Nvidia GTC storage news roundup
Nvidia's 2026 GTC has seen a blizzard of storage-related announcements. Here are ones from Cisco, Hammerspace, Kioxia, MinIO, NetApp, Nvidia itself, Samsung, Supermicro, VAST Data, VDURA and WEKA.
…
Cisco has a new validated design for the VAST AI OS on Cisco AI PODs. This design validates the Cisco EBox running VAST AI OS as the shared data foundation for Cisco AI PODs. Built on Cisco UCS, the EBox provides an all-flash data plane for VAST AI OS. Cisco CNode-X brings GPU-accelerated data services directly to that foundation. For example, the VAST InsightEngine on Cisco UCS C845A M8 approach to bring vector search, accelerated analytics, event-driven services, and richer AI data pipelines directly into the platform. To learn more about Cisco’s approach to AI infrastructure validation, visit the Cisco Validated website and look under Design guides for AI-ready infrastructure.
...
Hammerspace announced general availability of its new turnkey AI Data Platform (AIDP) offering which uniquely uses data in place, eliminating the need to purchase massive amounts of new flash just to house AI data. The Hammerspace AIDP is built on Nvidia's reference design, including RTX PRO 6000 and RTX PRO 4500 Blackwell Server Edition GPUs, NIM microservices and NeMo Retriever. Hammerspace converges data management with data orchestration across heterogeneous storage to simplify and automate the data pipeline and deliver the security, governance and content indexing required for high-performance inference, retrieval-augmented generation (RAG) and agentic AI.

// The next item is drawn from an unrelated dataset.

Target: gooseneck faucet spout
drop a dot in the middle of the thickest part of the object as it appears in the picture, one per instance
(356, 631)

David Flynn, Hammerspace Founder and CEO, said: "Hammerspace is the only AI Data Platform that can access data anywhere across edge devices, data centers and clouds, across high-performance file and object storage, without forcing enterprises into a copy-first AI silo. We overcome data gravity by continuously identifying the data that matters, orchestrating it efficiently to GPUs, and enabling processing where it’s most optimal, whether that’s local GPU resources near the data or centralized GPUs at scale.”
The Hammerspace AIDP is integrated with Secuvy’s Data Security Posture Management (DSPM) technology.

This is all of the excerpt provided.